Case: Teva Canada Limited v Leo Pharma Inc, 2017 FCA 50 (A-508-15), aff’g 2015 FC 1237 (T-1791-13)
Drug: DOVOBET® (calcipotriol/betamethasone dipropionate ointment)
Nature of case: Appeal from application for prohibition order granted pursuant to section 6 of the Patented Medicines (Notice of Compliance) Regulations, SOR/93-133
Successful party: Leo Pharma Inc. and Leo Pharma A/S (collectively Leo)
Date of decision: March 14, 2017
Teva asked the Court of Appeal (FCA) to overturn the Federal Court’s findings (reported here) on utility and insufficiency of disclosure. The FCA, dismissing Teva’s appeal on both counts and upholding the prohibition order, addressed the role of inventors’ evidence in proving sound prediction and the use of trial-and-error testing to support sufficiency of disclosure.
Leo Pharma Inc. markets DOVOBET® (calcipotriol/betamethasone dipropionate ointment) in Canada for the treatment of psoriasis. Teva Canada Limited sought approval for a generic version of DOVOBET® and was opposed by Leo. Leo’s application was successful, and Locke J issued an order prohibiting the Minister of Health from approving Teva’s proposed generic until the expiry of Canadian Patent No. 2,370,565 (the 565 Patent).
The 565 Patent is listed on the patent register against DOVOBET®. It relates to a combination formulation of: at least one vitamin D or vitamin D analogue (Component A); at least one corticosteroid (Component B); and a solvent (Component C). Components A and B were both known to be useful in the treatment of psoriasis but believed to be incompatible for co-formulation in an ointment due to stability issues. The invention of the 565 Patent lay in the addition of Component C, which resolved these stability issues.
Utility: Inventors’ evidence not required to prove sound prediction
Teva argued that the Federal Court erred by dismissing its inutility allegation without evidence from Leo regarding the factual basis and logic or reasoning used by the inventors to support their sound prediction of the invention’s utility. Teva framed this issue as a question of law, i.e., whether Locke J reformulated the test for inutility.
The FCA rejected Teva’s argument that, as a matter of law, subjective proof of the inventors’ prediction must be made through evidence directly from the inventors, not an expert witness. The FCA held that in Apotex Inc v Wellcome Foundation Ltd, 2002 SCC 77, the Supreme Court did not limit the means of proving the facts required to establish a sound prediction. The court below did not err in law.
As a result, the FCA found that the main issue was whether Locke J committed a palpable and overriding error by inferring the inventors’ factual basis and line of reasoning from the 565 Patent, aided in his interpretation by Leo’s expert witness. The FCA found no basis to interfere with this inference on the facts.

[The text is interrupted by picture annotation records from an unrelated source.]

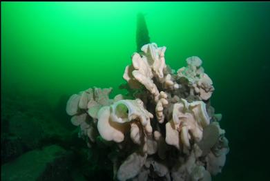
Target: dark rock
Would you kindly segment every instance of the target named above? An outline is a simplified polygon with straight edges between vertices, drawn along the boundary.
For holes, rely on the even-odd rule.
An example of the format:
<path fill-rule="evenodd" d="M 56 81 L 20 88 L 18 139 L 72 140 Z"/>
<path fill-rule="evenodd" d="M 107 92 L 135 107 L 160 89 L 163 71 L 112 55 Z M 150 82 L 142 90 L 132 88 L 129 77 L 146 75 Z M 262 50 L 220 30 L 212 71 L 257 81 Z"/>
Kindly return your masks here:
<path fill-rule="evenodd" d="M 73 154 L 51 145 L 28 151 L 1 166 L 1 180 L 73 180 Z"/>

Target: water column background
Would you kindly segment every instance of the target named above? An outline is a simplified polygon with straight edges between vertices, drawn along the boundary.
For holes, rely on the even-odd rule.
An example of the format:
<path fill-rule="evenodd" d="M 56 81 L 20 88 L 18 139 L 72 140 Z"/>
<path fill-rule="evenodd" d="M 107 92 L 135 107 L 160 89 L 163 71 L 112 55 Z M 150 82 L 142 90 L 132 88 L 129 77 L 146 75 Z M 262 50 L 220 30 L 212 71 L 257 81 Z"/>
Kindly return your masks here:
<path fill-rule="evenodd" d="M 199 56 L 213 82 L 231 149 L 215 180 L 267 178 L 269 3 L 1 3 L 2 97 L 44 97 L 53 107 L 94 86 L 123 93 L 139 12 L 151 42 L 167 47 L 167 64 L 177 70 Z"/>

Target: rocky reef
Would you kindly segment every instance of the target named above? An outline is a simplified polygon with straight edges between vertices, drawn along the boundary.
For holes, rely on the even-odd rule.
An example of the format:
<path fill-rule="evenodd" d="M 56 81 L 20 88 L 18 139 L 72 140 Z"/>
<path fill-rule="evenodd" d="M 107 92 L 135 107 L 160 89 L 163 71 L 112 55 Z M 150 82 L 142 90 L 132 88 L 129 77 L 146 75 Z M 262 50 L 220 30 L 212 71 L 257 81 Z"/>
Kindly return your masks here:
<path fill-rule="evenodd" d="M 106 148 L 115 180 L 211 180 L 229 152 L 214 90 L 198 57 L 178 70 L 165 64 L 166 47 L 144 45 L 124 71 L 126 95 L 90 88 L 66 105 L 90 149 Z"/>

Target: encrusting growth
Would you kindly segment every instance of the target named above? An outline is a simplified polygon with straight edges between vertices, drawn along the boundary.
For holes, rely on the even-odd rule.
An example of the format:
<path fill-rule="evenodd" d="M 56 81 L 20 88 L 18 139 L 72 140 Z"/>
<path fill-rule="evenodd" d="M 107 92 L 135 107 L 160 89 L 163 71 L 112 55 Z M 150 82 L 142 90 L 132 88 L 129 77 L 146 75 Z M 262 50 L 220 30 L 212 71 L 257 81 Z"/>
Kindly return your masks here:
<path fill-rule="evenodd" d="M 202 60 L 189 57 L 175 71 L 165 64 L 166 47 L 152 43 L 141 50 L 124 71 L 121 87 L 128 93 L 110 99 L 112 88 L 94 87 L 73 95 L 66 106 L 71 122 L 89 147 L 102 140 L 115 148 L 117 180 L 211 180 L 229 149 Z"/>

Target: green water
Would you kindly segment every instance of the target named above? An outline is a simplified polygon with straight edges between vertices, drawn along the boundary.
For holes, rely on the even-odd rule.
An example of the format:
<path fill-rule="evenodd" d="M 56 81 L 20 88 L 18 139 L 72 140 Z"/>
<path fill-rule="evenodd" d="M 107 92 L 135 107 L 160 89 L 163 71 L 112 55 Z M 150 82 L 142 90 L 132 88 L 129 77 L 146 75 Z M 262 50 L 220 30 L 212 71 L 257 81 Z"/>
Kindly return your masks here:
<path fill-rule="evenodd" d="M 42 97 L 54 107 L 94 86 L 123 93 L 139 12 L 151 41 L 167 47 L 166 64 L 177 70 L 198 56 L 213 82 L 211 104 L 230 143 L 214 180 L 265 180 L 269 3 L 1 2 L 2 98 Z"/>

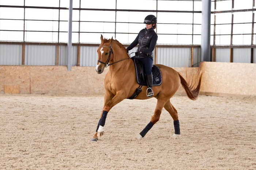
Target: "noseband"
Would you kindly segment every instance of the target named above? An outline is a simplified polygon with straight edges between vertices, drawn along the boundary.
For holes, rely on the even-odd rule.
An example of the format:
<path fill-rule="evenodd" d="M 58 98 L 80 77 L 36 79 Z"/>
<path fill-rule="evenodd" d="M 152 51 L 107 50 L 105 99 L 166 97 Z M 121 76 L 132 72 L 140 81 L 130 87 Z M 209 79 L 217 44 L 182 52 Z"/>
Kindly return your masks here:
<path fill-rule="evenodd" d="M 123 59 L 123 60 L 120 60 L 120 61 L 118 61 L 118 62 L 115 62 L 114 63 L 112 63 L 111 64 L 109 64 L 109 60 L 110 60 L 110 58 L 111 57 L 111 54 L 113 53 L 113 57 L 114 57 L 114 53 L 113 53 L 113 51 L 112 50 L 112 46 L 111 44 L 110 44 L 110 46 L 109 47 L 108 46 L 99 46 L 99 47 L 107 47 L 107 48 L 110 48 L 110 50 L 109 50 L 109 56 L 108 58 L 108 59 L 107 60 L 107 61 L 106 62 L 106 63 L 104 63 L 104 62 L 102 62 L 101 61 L 100 61 L 99 60 L 98 60 L 98 62 L 99 63 L 101 63 L 105 65 L 105 67 L 108 67 L 109 66 L 111 66 L 112 64 L 113 64 L 115 63 L 118 63 L 118 62 L 121 62 L 122 61 L 123 61 L 125 60 L 127 60 L 127 59 L 129 59 L 131 58 L 129 57 L 129 58 L 127 58 L 126 59 Z"/>

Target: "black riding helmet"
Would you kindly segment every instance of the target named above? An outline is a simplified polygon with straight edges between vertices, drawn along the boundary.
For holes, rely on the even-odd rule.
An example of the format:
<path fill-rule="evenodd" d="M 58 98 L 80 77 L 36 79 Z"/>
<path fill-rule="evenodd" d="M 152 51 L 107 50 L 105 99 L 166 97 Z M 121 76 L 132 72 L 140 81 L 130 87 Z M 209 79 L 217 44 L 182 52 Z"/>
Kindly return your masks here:
<path fill-rule="evenodd" d="M 157 17 L 153 15 L 148 15 L 145 18 L 144 24 L 154 24 L 157 23 Z"/>

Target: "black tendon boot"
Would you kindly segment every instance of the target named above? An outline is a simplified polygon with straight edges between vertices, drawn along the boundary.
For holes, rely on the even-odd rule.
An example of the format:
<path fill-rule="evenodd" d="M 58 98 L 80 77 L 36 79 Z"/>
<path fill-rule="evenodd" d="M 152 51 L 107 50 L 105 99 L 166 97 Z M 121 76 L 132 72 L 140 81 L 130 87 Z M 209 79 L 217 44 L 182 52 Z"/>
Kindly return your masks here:
<path fill-rule="evenodd" d="M 146 92 L 146 95 L 148 97 L 151 97 L 154 95 L 152 90 L 153 84 L 153 76 L 152 73 L 149 75 L 147 75 L 147 89 Z"/>

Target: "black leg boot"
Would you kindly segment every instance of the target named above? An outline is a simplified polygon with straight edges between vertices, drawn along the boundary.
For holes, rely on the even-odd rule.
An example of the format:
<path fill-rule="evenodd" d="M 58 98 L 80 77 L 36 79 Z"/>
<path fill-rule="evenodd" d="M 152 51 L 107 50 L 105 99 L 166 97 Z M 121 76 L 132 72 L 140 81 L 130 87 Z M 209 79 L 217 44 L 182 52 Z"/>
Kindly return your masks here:
<path fill-rule="evenodd" d="M 149 75 L 147 75 L 147 89 L 146 92 L 146 95 L 148 97 L 151 97 L 154 95 L 152 90 L 153 86 L 153 76 L 152 73 Z"/>

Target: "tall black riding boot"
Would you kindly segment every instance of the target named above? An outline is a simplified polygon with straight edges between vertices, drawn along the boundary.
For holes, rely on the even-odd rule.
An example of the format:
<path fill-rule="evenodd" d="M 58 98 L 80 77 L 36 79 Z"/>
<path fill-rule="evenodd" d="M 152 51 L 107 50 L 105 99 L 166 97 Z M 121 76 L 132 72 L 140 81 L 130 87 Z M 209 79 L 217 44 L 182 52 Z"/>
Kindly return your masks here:
<path fill-rule="evenodd" d="M 153 86 L 153 76 L 152 73 L 149 75 L 147 75 L 147 89 L 146 92 L 146 95 L 148 97 L 150 97 L 154 95 L 152 90 Z"/>

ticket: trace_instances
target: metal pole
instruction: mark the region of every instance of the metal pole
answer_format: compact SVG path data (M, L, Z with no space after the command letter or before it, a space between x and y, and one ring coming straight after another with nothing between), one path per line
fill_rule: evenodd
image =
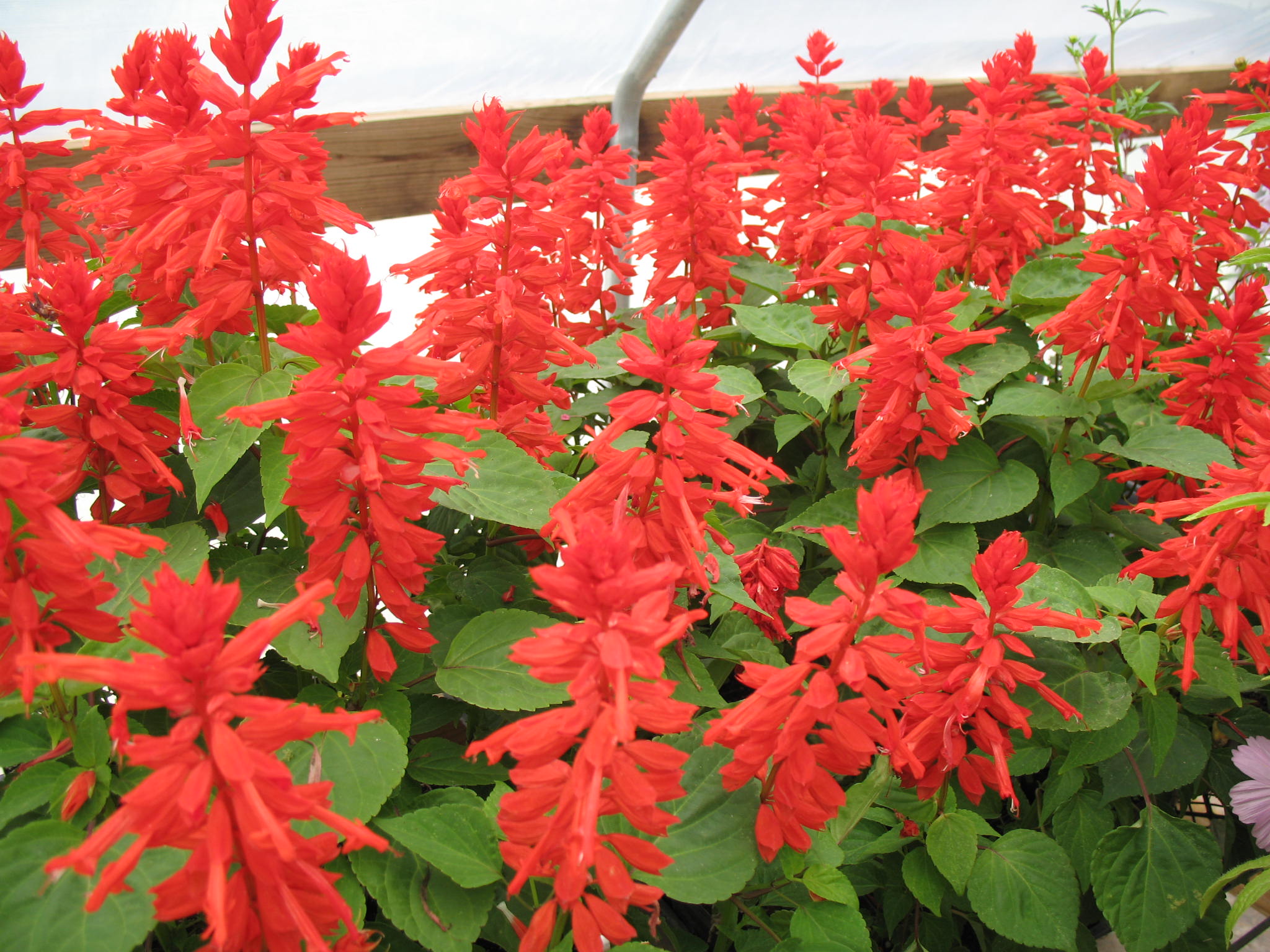
M617 81L613 94L613 122L617 123L617 145L629 149L631 157L639 157L639 109L644 102L644 91L662 69L667 55L688 25L692 14L701 6L701 0L667 0L658 14L653 28L644 37L635 58ZM635 184L635 166L626 184Z

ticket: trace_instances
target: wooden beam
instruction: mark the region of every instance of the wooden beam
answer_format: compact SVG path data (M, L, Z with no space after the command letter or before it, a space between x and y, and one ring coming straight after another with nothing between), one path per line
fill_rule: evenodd
M1229 67L1204 67L1185 70L1126 70L1120 74L1129 88L1160 86L1153 99L1181 107L1191 90L1218 93L1229 88ZM842 90L867 88L867 83L843 84ZM932 98L945 109L964 109L969 91L964 80L932 83ZM775 95L795 91L796 86L758 89L765 102ZM663 119L673 99L682 95L695 98L707 121L723 114L732 90L700 93L658 94L644 100L640 110L640 142L644 156L662 141L658 123ZM606 100L561 99L537 103L508 103L508 109L523 110L521 129L533 126L563 129L577 138L582 132L582 119ZM437 190L448 178L462 175L476 159L471 143L462 133L466 109L422 109L417 112L382 113L370 116L357 126L338 126L318 135L330 151L326 180L330 197L344 202L368 221L399 218L408 215L431 212L437 207ZM1156 117L1153 124L1167 126L1167 117ZM942 145L942 136L932 136L927 147ZM74 165L84 152L66 159L53 159L39 164Z

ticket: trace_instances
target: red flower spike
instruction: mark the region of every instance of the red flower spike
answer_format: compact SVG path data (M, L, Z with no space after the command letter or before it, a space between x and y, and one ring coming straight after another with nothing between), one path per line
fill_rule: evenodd
M427 651L427 611L414 599L423 592L427 567L443 542L417 524L432 509L432 493L461 479L432 476L424 467L446 459L466 471L478 452L436 439L458 434L475 439L489 425L471 414L420 407L419 390L387 385L390 377L423 374L438 387L462 373L450 360L417 357L418 334L387 348L362 350L362 341L387 321L380 312L380 287L367 286L364 259L326 255L309 281L309 296L321 319L291 325L278 343L318 360L298 377L295 393L230 410L226 416L262 426L283 420L283 449L295 454L291 485L283 494L296 506L314 539L301 588L338 583L334 604L345 617L363 613L367 658L376 677L391 675L391 651L384 633L410 651ZM367 603L370 607L367 607ZM382 604L398 621L376 628Z
M799 584L799 564L794 553L780 546L770 546L763 539L751 551L737 556L737 567L740 569L740 584L745 586L745 594L762 609L756 612L753 608L737 605L737 611L754 622L770 641L789 641L780 611L785 603L785 593L792 592Z
M705 514L724 503L748 515L767 493L761 480L785 472L720 432L737 413L737 397L715 390L719 378L701 371L715 343L696 338L688 317L650 317L648 334L652 348L622 338L627 357L618 364L660 383L662 392L632 390L610 401L612 423L587 444L599 465L552 506L542 532L570 538L588 517L632 523L636 565L669 559L679 565L678 584L709 590L705 533L724 551L730 543ZM613 449L617 437L649 420L659 426L649 447Z
M582 618L552 625L512 647L512 660L550 684L568 684L573 703L500 727L467 749L491 762L511 753L516 790L499 801L507 834L503 858L517 872L514 895L531 877L555 881L555 895L535 913L522 952L546 947L556 910L570 915L580 952L601 952L601 937L629 942L631 905L652 906L662 891L634 882L630 864L658 872L669 857L621 833L601 834L601 816L621 815L635 829L665 835L676 823L658 803L683 796L687 759L669 745L638 736L686 730L696 708L671 699L662 649L683 637L704 612L674 605L673 562L641 567L629 529L597 519L579 523L560 566L530 570L538 595ZM572 762L564 755L575 749Z
M185 583L164 566L146 590L149 604L132 613L132 628L160 654L133 654L128 661L67 654L19 659L43 679L109 684L118 696L110 735L126 763L152 770L84 843L50 861L48 871L90 875L110 847L135 834L130 849L102 872L89 895L89 911L127 889L123 880L142 852L178 847L192 853L182 869L154 889L155 915L170 922L202 913L210 949L287 949L300 948L301 942L325 949L324 937L340 925L347 930L340 949L370 949L370 935L357 929L335 890L338 875L321 867L342 850L384 850L387 842L331 812L329 782L293 783L277 750L325 730L342 730L352 740L357 726L376 720L378 712L323 713L311 704L245 693L264 673L259 661L264 646L320 608L315 602L329 584L310 589L229 641L224 628L237 607L236 584L212 581L206 566ZM128 712L150 708L166 708L177 718L171 731L132 736ZM320 820L335 833L305 839L292 829L297 820Z

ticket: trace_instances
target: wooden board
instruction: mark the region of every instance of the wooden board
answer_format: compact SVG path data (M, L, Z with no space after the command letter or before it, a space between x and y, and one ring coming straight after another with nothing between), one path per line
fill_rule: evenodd
M1154 99L1181 107L1191 90L1215 93L1228 88L1229 69L1138 70L1125 71L1121 80L1128 86L1149 86L1160 83ZM867 86L866 83L846 84L845 91ZM969 100L963 80L932 83L932 98L945 109L963 109ZM765 102L782 91L796 88L759 89ZM700 93L658 94L644 100L640 112L640 151L648 156L660 142L658 123L671 102L681 95L692 96L706 119L716 119L725 108L730 90ZM563 129L577 138L582 132L582 119L596 105L607 105L594 99L565 99L512 104L508 108L523 110L519 128L528 131L538 126L544 131ZM475 161L475 150L462 133L469 110L444 108L417 112L382 113L368 116L357 126L339 126L323 129L319 135L330 151L326 179L331 198L344 202L370 221L420 215L436 208L437 190L448 178L462 175ZM1157 117L1158 127L1166 126L1167 117ZM944 143L941 135L923 142L926 147ZM43 164L74 165L84 152L69 159L51 159Z

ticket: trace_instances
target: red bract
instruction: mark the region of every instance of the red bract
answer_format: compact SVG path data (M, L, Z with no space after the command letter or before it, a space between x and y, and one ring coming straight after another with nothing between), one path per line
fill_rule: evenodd
M812 628L795 644L794 664L747 663L740 680L754 693L706 730L706 744L734 751L721 772L728 790L751 778L762 781L754 835L765 859L775 858L782 843L808 849L806 830L823 829L845 801L833 774L860 773L879 745L894 750L900 743L893 711L918 679L890 652L897 642L911 642L903 636L869 636L856 644L856 633L872 618L917 636L922 632L922 598L880 580L917 552L913 522L922 495L907 475L859 491L859 532L823 531L843 566L834 580L842 594L827 605L790 598L789 617ZM862 697L843 701L839 685Z
M630 240L625 216L635 209L632 189L625 182L632 160L613 141L616 135L607 109L596 107L587 113L582 138L569 156L579 165L561 173L550 187L551 212L570 222L560 246L561 310L587 317L585 322L560 321L560 329L583 345L616 330L611 320L616 296L631 293L635 274L635 267L622 256Z
M742 195L737 179L751 171L738 161L719 133L707 131L696 100L676 99L660 124L663 141L657 157L640 162L653 173L648 206L632 221L648 222L635 236L635 254L653 258L645 314L673 302L676 311L691 310L702 292L701 325L726 324L724 307L739 301L743 289L732 288L732 261L725 255L745 255L740 244Z
M952 595L954 607L932 605L926 623L936 631L965 632L961 644L926 640L902 655L902 660L923 665L930 673L921 679L922 689L904 698L900 734L904 745L893 751L893 763L907 786L922 796L932 796L956 772L961 790L979 802L984 786L1002 797L1013 798L1007 760L1013 754L1008 729L1031 736L1031 713L1011 694L1020 684L1035 689L1063 717L1080 712L1041 683L1043 671L1007 656L1012 651L1031 658L1033 651L1016 632L1036 626L1067 628L1085 637L1100 627L1097 618L1055 612L1040 603L1019 605L1019 588L1036 574L1035 562L1025 562L1027 543L1017 532L1006 532L974 560L972 574L983 592L983 602ZM982 754L969 754L966 739Z
M1137 377L1160 343L1149 330L1201 324L1218 264L1245 246L1233 232L1237 216L1227 192L1241 176L1213 164L1217 152L1209 150L1222 132L1208 129L1210 118L1208 107L1189 107L1147 150L1134 182L1118 182L1123 206L1111 222L1129 227L1090 237L1080 268L1101 277L1038 327L1074 355L1077 368L1092 362L1091 373L1104 366L1113 377L1130 368Z
M146 301L147 324L185 311L188 283L198 301L180 324L188 333L255 330L263 339L264 291L305 279L329 248L328 225L352 232L366 223L323 194L326 151L314 135L353 117L297 116L343 53L319 58L311 43L293 48L277 81L253 90L282 28L268 19L273 5L231 0L229 34L212 37L239 89L201 62L190 37L168 30L154 43L142 34L116 71L123 93L116 102L149 124L89 123L89 145L104 151L85 169L103 184L80 204L109 239L110 274L141 265L133 293Z
M1157 520L1194 515L1245 493L1270 491L1270 410L1243 406L1236 429L1238 468L1213 463L1209 485L1198 495L1167 503L1147 503ZM1222 633L1222 647L1232 659L1247 652L1261 674L1270 673L1266 633L1256 631L1247 613L1262 623L1270 619L1270 527L1257 506L1237 506L1182 524L1180 538L1166 539L1158 551L1143 552L1124 575L1156 579L1181 578L1184 585L1165 595L1156 612L1165 625L1177 622L1186 640L1179 673L1182 691L1195 680L1195 640L1206 627L1204 609Z
M662 677L660 651L705 613L678 609L678 566L639 565L632 542L629 528L584 519L568 536L559 567L531 569L537 594L582 621L537 630L511 658L540 680L568 684L573 703L500 727L467 749L469 757L498 760L511 753L517 760L516 791L499 801L498 815L507 834L503 858L516 869L508 892L533 877L555 886L521 938L521 952L547 948L558 909L570 914L579 952L602 952L601 937L615 946L629 942L635 938L622 918L629 906L653 906L662 896L636 883L626 864L657 873L669 857L636 836L602 834L597 823L620 815L652 835L665 835L676 823L658 803L683 796L687 754L636 731L676 734L690 726L696 708L671 699L674 682ZM561 758L570 750L568 763Z
M564 448L541 409L569 406L569 395L542 372L594 358L556 326L551 311L563 278L549 255L568 244L575 222L544 211L550 193L535 179L566 142L533 128L512 143L517 116L494 99L467 121L479 164L446 183L450 206L438 216L433 250L392 272L434 275L423 289L441 292L419 315L420 345L438 359L458 358L460 372L438 381L437 397L471 396L499 432L541 458Z
M56 428L83 443L88 473L98 482L97 518L112 523L163 518L171 491L183 491L161 458L177 442L178 426L132 401L154 388L142 376L145 363L156 352L179 347L180 335L99 320L113 286L80 259L37 265L32 277L28 294L0 300L0 327L14 327L0 333L0 354L51 359L0 378L0 390L27 390L33 402L24 414L33 425ZM22 314L22 307L38 319ZM66 402L50 400L52 388ZM147 494L159 498L147 500ZM118 510L117 500L123 503Z
M389 348L361 349L384 326L380 286L367 287L366 260L328 254L309 282L309 296L321 320L288 327L278 343L312 357L318 368L296 381L296 392L279 400L230 410L226 416L262 426L284 419L284 451L293 453L291 486L283 501L305 520L309 569L300 585L339 581L335 607L347 618L366 613L367 655L376 677L396 666L375 626L380 603L396 616L382 630L410 651L427 651L427 612L414 600L424 588L443 537L418 520L432 509L432 493L462 480L432 476L424 467L446 459L464 472L474 454L436 439L458 434L475 439L483 421L471 414L418 406L411 385L387 385L390 377L425 374L444 386L460 367L417 357L417 338Z
M965 294L936 289L942 260L916 239L898 242L895 251L888 258L889 283L874 289L879 307L869 317L870 344L839 362L866 381L850 458L864 476L912 466L919 456L947 454L973 423L960 374L946 359L1002 333L956 330L949 308ZM893 326L897 316L907 324Z
M762 609L756 612L753 608L737 605L737 611L745 614L772 641L789 641L790 635L781 621L781 605L785 603L785 593L798 588L798 559L787 548L770 546L763 539L737 556L737 567L740 569L740 584L745 586L745 594Z
M331 812L329 782L292 782L277 750L326 730L344 731L352 743L357 725L378 712L323 713L311 704L245 693L264 673L259 658L269 640L314 611L330 586L310 589L230 641L225 625L239 603L236 584L212 581L206 566L185 583L164 566L146 590L149 604L132 613L132 631L160 654L133 654L130 661L51 654L19 659L41 678L109 684L118 696L110 734L119 753L152 769L84 843L46 868L91 875L110 847L135 834L89 894L89 911L127 889L124 878L147 849L177 847L192 853L179 872L154 887L155 915L174 920L202 913L208 949L328 949L325 937L340 924L347 934L337 949L370 949L373 943L335 890L338 875L321 867L340 852L340 836L345 853L384 850L387 842ZM151 708L177 718L171 731L132 736L128 712ZM292 829L296 820L320 820L335 833L306 839Z
M785 479L785 472L720 432L739 400L720 393L719 378L701 372L714 341L695 338L693 321L676 316L649 317L648 335L652 347L632 334L622 338L627 357L618 366L660 383L662 392L634 390L608 402L613 421L587 446L599 465L551 509L544 533L568 538L587 515L631 523L638 565L671 560L679 566L681 585L709 590L705 533L725 552L732 545L706 526L706 513L725 503L749 515L767 493L761 480ZM621 434L650 420L658 424L650 447L613 448Z
M0 410L5 409L0 404ZM60 504L83 479L86 444L10 435L0 424L0 694L22 691L30 703L36 680L17 659L55 651L72 635L117 641L119 622L98 608L116 593L97 559L142 556L164 541L104 522L76 522Z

Insufficiency: Trial-and-error testing permissible
Teva also argued that the Federal Court erred in law because it did not find that the 565 Patent fails to correctly and fully disclose the invention as contemplated by the inventors. The FCA held that the question was whether the skilled person would consider the disclosure given to be sufficient to work the invention. Contrary to Teva’s assertion, the issue on appeal was therefore a question of fact.
The FCA held that one must always consider the nature of the invention to determine what needs to be included in the disclosure. Furthermore, the FCA accepted that non-inventive trial-and-error experimentation is permissible when determining whether a skilled person would be able to work the invention. The FCA held that the Supreme Court’s decision in Teva Canada Limited v Pfizer Canada Inc, 2012 SCC 60 [sildenafil], had not changed this law. Rather, the FCA distinguished permissible routine testing, of the kind also permitted under the enablement branch of the test for anticipation, from the “minor research project” that the Supreme Court found impermissible in sildenafil.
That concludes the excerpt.